AI-Driven Code Surge Is Forcing a Rethink of AppSec
Summary
In an interview with Dark Reading, Black Duck CEO Jason Schmitt argues that AI has turbocharged software production — organisations are delivering roughly 10–20× more code than a year ago — and that traditional application security approaches cannot scale to match this pace. Schmitt frames this as the “third wave of application security”: moving beyond manual review and DevOps integration to an AI-driven model that works at speed and scale. He also stresses that AI is both a driver of risk and an essential part of the solution when embedded into development workflows to enable continuous, autonomous security.
Key Points
- Organisations are producing vastly more software (Schmitt estimates 10–20× year-on-year growth), creating scale problems for legacy AppSec tools.
- AI is expanding the attack surface and makes it easier for adversaries to find and exploit vulnerabilities.
- Schmitt calls the shift the “third wave of application security”: an AI-native approach that complements DevOps and manual testing.
- AI should be embedded into development workflows to analyse large codebases, surface business-logic flaws, and enable continuous, low-friction security checks.
- Rather than replacing existing tooling, AI enhances and accelerates it — allowing continuous, intelligent security at machine speed.

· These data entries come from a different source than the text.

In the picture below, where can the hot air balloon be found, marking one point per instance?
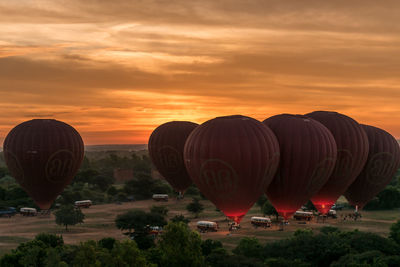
(352, 153)
(308, 155)
(231, 159)
(382, 163)
(43, 155)
(166, 151)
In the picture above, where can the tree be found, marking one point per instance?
(395, 232)
(69, 215)
(3, 172)
(179, 246)
(112, 191)
(195, 207)
(249, 247)
(209, 245)
(162, 210)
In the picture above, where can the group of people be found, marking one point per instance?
(350, 216)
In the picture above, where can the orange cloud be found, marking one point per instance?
(116, 69)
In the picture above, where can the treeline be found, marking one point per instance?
(389, 198)
(94, 181)
(179, 246)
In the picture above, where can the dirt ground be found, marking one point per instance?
(99, 223)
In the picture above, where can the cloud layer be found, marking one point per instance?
(117, 69)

- Black Duck (formerly Software Integrity Group) remains positioned as a market leader and is using AI to adapt AppSec capabilities to the new scale of code production.
Why should I read this?
Short and sharp: if you touch AppSec, dev teams or supply-chain security, this explains why the old playbook won’t cut it. It tells you that AI isn’t just hype — it’s the reason your security tools need to be smarter and faster. Read it so you don’t get left fixing yesterday’s problems tomorrow.
Author’s take
Punchy and to the point: this is a must-see for AppSec leads and CISOs. The piece warns that scale has changed the game — if you treat AI as just another checkbox, you’ll fall behind. Schmitt’s view is clear: AI both causes and cures the problem, so start planning AI-native security controls now.
Context and relevance
This article sits squarely within several ongoing trends: rapid adoption of generative and agentic AI in development, the explosion of software outputs, and rising concerns over the software supply chain and business-logic vulnerabilities. For teams wrestling with continuous delivery, the takeaway is to prioritise AI-enabled security that integrates into developer workflows and supports autonomous, continuous testing rather than one-off scans.